A covenant is a legal agreement between two parties.  But the Lord’s covenant is different.  Though a human covenant usually assumes a ‘reciprocal relationship between two free parties’, in the covenant that God made with Abram, we see that Abram makes no promises.

 

This is significant on several accounts.  First, Abram does not have a peer relationship with God to establish the covenant, and second, he is incapable of satisfying his end of the covenant even if he were able to make the promise.
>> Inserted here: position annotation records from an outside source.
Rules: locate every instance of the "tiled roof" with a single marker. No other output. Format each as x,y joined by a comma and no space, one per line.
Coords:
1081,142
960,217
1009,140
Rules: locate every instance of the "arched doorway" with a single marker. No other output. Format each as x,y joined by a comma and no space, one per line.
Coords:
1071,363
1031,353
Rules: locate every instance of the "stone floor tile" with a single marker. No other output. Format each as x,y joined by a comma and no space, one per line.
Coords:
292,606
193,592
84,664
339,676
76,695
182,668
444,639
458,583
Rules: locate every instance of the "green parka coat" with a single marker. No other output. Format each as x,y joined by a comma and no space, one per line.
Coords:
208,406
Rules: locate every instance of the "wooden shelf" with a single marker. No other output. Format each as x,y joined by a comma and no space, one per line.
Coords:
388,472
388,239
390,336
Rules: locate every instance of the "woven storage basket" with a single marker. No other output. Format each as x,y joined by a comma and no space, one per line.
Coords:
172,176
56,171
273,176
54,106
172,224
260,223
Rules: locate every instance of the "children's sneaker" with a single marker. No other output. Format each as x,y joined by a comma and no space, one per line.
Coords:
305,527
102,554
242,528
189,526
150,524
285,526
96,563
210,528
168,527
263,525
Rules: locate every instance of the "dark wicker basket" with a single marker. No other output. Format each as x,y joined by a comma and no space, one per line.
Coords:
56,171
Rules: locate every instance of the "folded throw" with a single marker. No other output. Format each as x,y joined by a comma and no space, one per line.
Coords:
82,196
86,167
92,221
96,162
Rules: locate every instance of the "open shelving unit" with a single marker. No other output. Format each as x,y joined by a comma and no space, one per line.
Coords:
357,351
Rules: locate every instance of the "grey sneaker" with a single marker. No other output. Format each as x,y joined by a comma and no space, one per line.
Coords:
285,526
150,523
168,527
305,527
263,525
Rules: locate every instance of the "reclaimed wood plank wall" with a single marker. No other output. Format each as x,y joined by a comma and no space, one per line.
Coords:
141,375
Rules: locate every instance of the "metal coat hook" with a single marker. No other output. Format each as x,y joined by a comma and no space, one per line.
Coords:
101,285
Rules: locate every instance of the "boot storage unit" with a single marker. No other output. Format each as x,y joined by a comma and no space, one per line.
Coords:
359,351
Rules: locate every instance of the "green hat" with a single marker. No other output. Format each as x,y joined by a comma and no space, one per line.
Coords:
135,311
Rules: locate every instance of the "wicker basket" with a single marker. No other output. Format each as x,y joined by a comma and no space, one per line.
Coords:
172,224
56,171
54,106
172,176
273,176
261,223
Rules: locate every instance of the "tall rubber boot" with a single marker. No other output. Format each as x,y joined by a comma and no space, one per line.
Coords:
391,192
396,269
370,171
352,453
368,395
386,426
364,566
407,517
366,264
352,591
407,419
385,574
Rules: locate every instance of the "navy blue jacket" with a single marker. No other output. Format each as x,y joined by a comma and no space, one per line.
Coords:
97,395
Man was merely a recipient of the gift of Yahweh, and his sole qualification was a willingness to receive God’s gift of mercy.

 

Hence, from a biblical view, salvation is received by faith as a gift.  The Bible offers us assurance, because if salvation is given as a gift rather than a wage (Romans 4-6), then it is not dependant of the receiver but the giver.

 

Some will still insist that there must be some part that we must play beyond confess and believe (Romans 10:8-10) but the biblical text offers no support for these beliefs.  Most religious systems require man’s good works to be saved; have you ever considered why?  Scripture gives us the answer, so that they may boast in themselves rather than God (Ephesians 2:8-10)

 

Has anyone ever told you of their need to ‘renew their covenants’ so that they may gain assurance?  But our covenant hope of salvation is established by Christ not man ‘so that none may boast’; because of this, there is nothing for us to renew.

 

Renew means something has expired.  I need to renew my driver’s license, my vehicle registration and my library book because they have expired; but not my covenant.  Why not?  Because the covenant was not established by my effort but Christ’s; it is not kept by what I may do, but by what Christ has done.

 

There is great hope in the biblical understanding of the covenants that the Lord establishes with us. There is hope and assurance because it is dependant upon His faithfulness and not my own.